Objects/unicodeobject.c (part 6)

Source:

cpython 3.14 @ ab2d84fe1023/Objects/unicodeobject.c

This annotation covers the string splitting and stripping methods. See previous objects_unicodeobject* annotations for construction, encoding, and str.format.

Map

LinesSymbolRole
1-100unicode_splitstr.split(sep, maxsplit)
101-200unicode_rsplitstr.rsplit(sep, maxsplit) — split from right
201-350unicode_splitlinesSplit on line endings (\n, \r, \r\n, \v, \f, etc.)
351-500unicode_partitionstr.partition(sep)(before, sep, after)
501-650unicode_rpartitionstr.rpartition(sep) — last occurrence
651-900unicode_stripstr.strip(chars) — strip leading and trailing
901-1200_Py_unicode_WhitespaceUnicode whitespace character set for whitespace-split

Reading

str.split

// CPython: Objects/unicodeobject.c:10280 unicode_split
static PyObject *
unicode_split(PyObject *self, PyObject *args, PyObject *kwds)
{
PyObject *substring = Py_None;
Py_ssize_t maxcount = -1;
if (substring == Py_None)
/* Whitespace split */
return split_whitespace(self, maxcount);
return split(self, substring, maxcount);
}

'a b c'.split() collapses multiple whitespace characters. 'a::b::c'.split('::', 1) uses the explicit separator with a max count.

str.splitlines

// CPython: Objects/unicodeobject.c:10380 unicode_splitlines
static PyObject *
unicode_splitlines(PyObject *self, int keepends)
{
/* Line endings: \n, \r, \r\n, \v, \f, \x1c, \x1d, \x1e, \x85, 
, 
 */
return PyUnicode_Splitlines(self, keepends);
}

keepends=True includes the line ending in each element. str.splitlines() splits on all Unicode line boundaries (not just \n).

str.partition

// CPython: Objects/unicodeobject.c:10480 unicode_partition
static PyObject *
unicode_partition(PyObject *self, PyObject *sep_obj)
{
Py_ssize_t pos = PyUnicode_Find(self, sep_obj, 0, PY_SSIZE_T_MAX, 1);
if (pos < 0) {
/* sep not found: return (self, '', '') */
return PyTuple_Pack(3, self, unicode_empty, unicode_empty);
}
Py_ssize_t sep_len = PyUnicode_GET_LENGTH(sep_obj);
return PyTuple_Pack(3,
PyUnicode_Substring(self, 0, pos),
sep_obj,
PyUnicode_Substring(self, pos + sep_len, PY_SSIZE_T_MAX));
}

str.strip

// CPython: Objects/unicodeobject.c:10680 unicode_strip
static PyObject *
unicode_strip(PyObject *self, PyObject *args)
{
PyObject *chars = Py_None;
if (chars == Py_None)
return _PyUnicode_XStrip(self, 3, Py_None); /* strip whitespace */
return _PyUnicode_XStrip(self, 3, chars); /* strip given chars */
}

_PyUnicode_XStrip with mode 1 = lstrip, 2 = rstrip, 3 = both.
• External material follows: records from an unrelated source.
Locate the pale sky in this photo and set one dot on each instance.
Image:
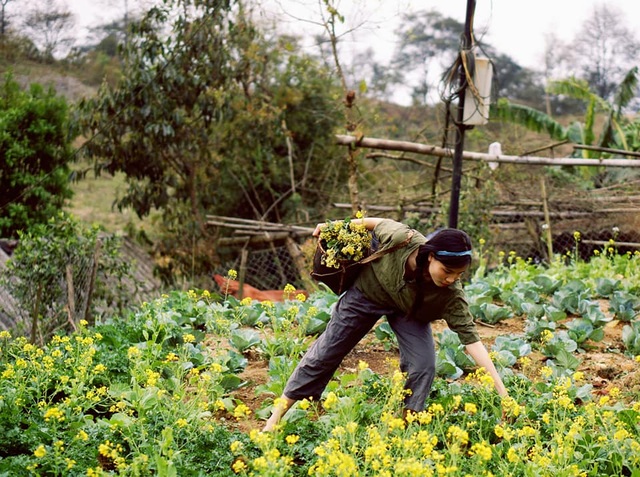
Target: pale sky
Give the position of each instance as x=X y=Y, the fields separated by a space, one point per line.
x=515 y=27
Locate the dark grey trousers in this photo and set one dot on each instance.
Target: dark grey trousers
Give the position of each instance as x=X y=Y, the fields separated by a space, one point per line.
x=352 y=318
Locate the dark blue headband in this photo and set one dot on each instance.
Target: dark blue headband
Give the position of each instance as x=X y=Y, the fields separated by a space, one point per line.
x=444 y=253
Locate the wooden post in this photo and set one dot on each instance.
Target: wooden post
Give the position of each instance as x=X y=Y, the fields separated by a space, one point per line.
x=35 y=313
x=244 y=256
x=71 y=299
x=547 y=219
x=92 y=281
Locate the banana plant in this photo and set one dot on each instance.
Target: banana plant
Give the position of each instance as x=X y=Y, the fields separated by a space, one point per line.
x=615 y=132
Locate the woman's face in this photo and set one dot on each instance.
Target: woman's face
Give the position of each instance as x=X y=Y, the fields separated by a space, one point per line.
x=441 y=274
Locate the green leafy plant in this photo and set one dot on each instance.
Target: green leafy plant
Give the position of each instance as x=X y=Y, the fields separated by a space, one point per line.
x=508 y=349
x=631 y=338
x=490 y=312
x=451 y=359
x=624 y=306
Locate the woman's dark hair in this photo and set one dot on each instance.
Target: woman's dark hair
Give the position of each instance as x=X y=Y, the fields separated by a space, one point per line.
x=452 y=247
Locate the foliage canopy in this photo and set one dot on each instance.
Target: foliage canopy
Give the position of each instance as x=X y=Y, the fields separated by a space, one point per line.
x=34 y=145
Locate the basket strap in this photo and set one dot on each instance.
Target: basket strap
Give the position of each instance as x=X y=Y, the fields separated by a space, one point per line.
x=384 y=251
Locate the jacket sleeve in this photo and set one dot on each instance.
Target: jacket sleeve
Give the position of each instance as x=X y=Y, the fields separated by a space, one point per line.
x=459 y=319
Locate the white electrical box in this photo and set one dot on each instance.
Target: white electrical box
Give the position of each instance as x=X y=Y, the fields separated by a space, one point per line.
x=478 y=97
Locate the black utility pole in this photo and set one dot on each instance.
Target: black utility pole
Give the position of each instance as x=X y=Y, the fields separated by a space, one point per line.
x=460 y=127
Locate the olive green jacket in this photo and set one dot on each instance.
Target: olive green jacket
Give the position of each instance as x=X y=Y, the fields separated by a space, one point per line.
x=382 y=281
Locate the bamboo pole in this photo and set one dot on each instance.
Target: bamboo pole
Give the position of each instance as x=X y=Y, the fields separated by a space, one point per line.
x=430 y=150
x=547 y=218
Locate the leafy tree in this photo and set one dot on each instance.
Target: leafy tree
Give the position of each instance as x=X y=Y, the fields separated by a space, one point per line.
x=210 y=117
x=49 y=276
x=34 y=172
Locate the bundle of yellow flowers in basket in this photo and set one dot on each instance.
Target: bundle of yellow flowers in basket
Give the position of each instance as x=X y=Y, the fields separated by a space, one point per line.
x=342 y=244
x=344 y=241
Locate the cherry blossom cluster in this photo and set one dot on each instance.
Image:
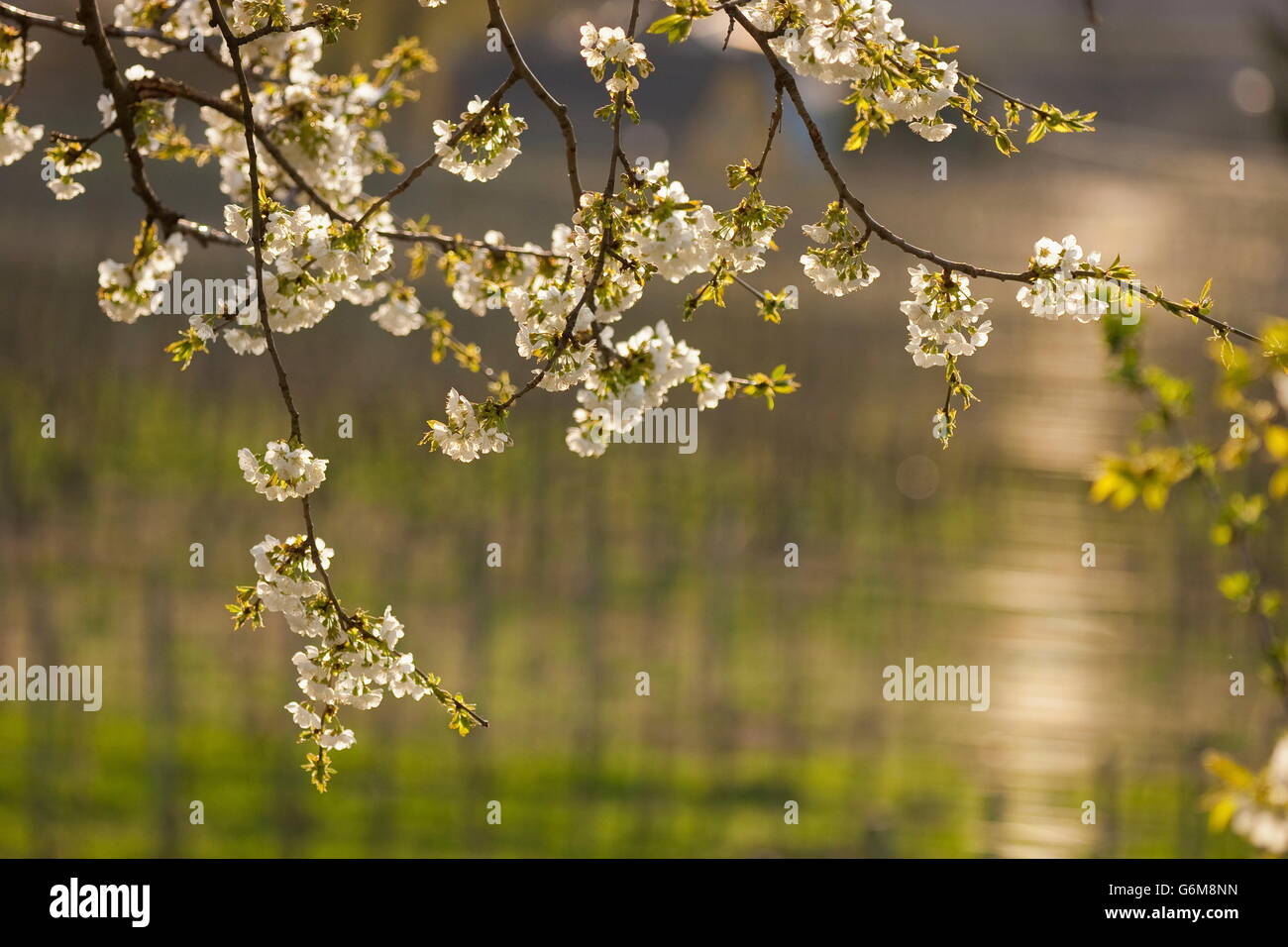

For character sets, it builds a fast lookup set from the chars argument.

gopy notes

str.split is objects.UnicodeSplit in objects/unicode_split.go. str.splitlines uses the same Unicode line boundary table as CPython. str.partition is objects.UnicodePartition. str.strip uses objects.UnicodeStrip with a UnicodeSet for fast character membership.